It seems that US Vice President Mike Pence was not President Donald Trump’s No. 1 pick for his No. 2.
According to a new book from Trump’s former deputy campaign manager Rick Gates, the president initially suggested that Ivanka Trump, Trump’s eldest daughter and senior adviser, should be his running mate in June 2016 when his campaign aides began discussing the matter, Bloomberg News reports.
“I think it should be Ivanka. What about Ivanka as my VP?” Trump reportedly asked an assembled group that included Ivanka Trump and her husband, Jared Kushner, who is also a Trump senior adviser.
“All heads turned toward her, and she just looked surprised.
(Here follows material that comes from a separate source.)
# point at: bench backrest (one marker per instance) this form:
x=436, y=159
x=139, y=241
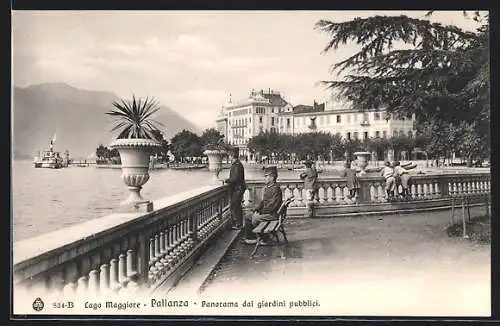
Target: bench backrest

We all knew Trump well enough to keep our mouths shut and not laugh,” Gates wrote, according to Bloomberg’s account of the book. “He went on: ‘She’s bright, she’s smart, she’s beautiful, and the people would love her!’”
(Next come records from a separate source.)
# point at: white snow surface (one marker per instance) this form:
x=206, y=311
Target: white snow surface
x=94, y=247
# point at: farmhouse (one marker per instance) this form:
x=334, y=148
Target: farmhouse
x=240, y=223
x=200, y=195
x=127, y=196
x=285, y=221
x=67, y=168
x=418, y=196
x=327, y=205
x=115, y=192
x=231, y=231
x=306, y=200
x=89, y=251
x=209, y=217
Gates said that Trump’s team nixed the idea of Vice President Ivanka Trump — who at the time was a 34-year-old fashion and real estate executive with no political experience.
Secretary of state Condoleezza Rice and senator Bob Corker of Tennessee were then considered for the ticket, but they took their names out of the running. According to Gate’s account, Trump’s former campaign chairman and Gate’s former business partner, Paul Manafort, suggested someone like then-Indiana governor Mike Pence “who could bring balance to the ticket.”
“But Trump said, ‘Look, I don’t like any of these people,’” Gates wrote. “Once again, he said, ‘I think it should be Ivanka.’”
According to Gates, Trump was so convinced that the Republican Party would embrace his daughter that his team even polled the idea twice.
She didn’t poll “tremendously high, but higher than we expected,” he wrote. “And that only added to the seriousness of her consideration.”
It was apparently Ivanka Trump herself who eventually put a stop to the blatantly nepotistic concept, telling her father it wasn’t a good idea.
“And he capitulated,” Gates wrote.
According to Gates, Trump finally settled on Pence after he regaled Trump with a “vicious and extended monologue” about Bill and Hillary Clinton during a meeting later that summer, according to The Washington Post.
The White House did not immediately respond to HuffPost’s request for comment.
“This is not true and there was never any such poll,” Tim Murtaugh, the Trump campaign’s communications director, told the Post on Monday.
In February 2018, Gates pleaded guilty to conspiracy against the United States and lying to federal investigators about lobbying work he and his former business partner, Manafort, did for pro-Russian political forces in Ukraine before joining Trump’s team.
Despite being sentenced to 45 days in jail, three years of probation, a $20,000 fine, and cooperating extensively in special counsel Robert Mueller’s Russia investigation, Gates’ book is reportedly not a tell-all, unlike the offering from Trump’s former personal attorney Michael Cohen, “Disloyal: A Memoir.”
Rather, Gates defends the president and tells the story of how he and others helped put him in the Oval Office, according to the Post.
Gates told the Post that he does not know if Trump would have seriously put his daughter’s name on the ticket, but included the anecdote in his book because he believes it’s exemplary of the type of unconventional thinking that makes Trump an appealing candidate to some. He also believes it highlights Trump’s commitment to his family and illuminates his brand of loyalty — which is ensuring that those closest to him support only his agenda or “the values and assets that Trump cared most about,” Gates told the Post.
Gates’ book, “Wicked Game: An Insider’s Story on How Trump Won, Mueller Failed, and America Lost,” is set to be published on October 13.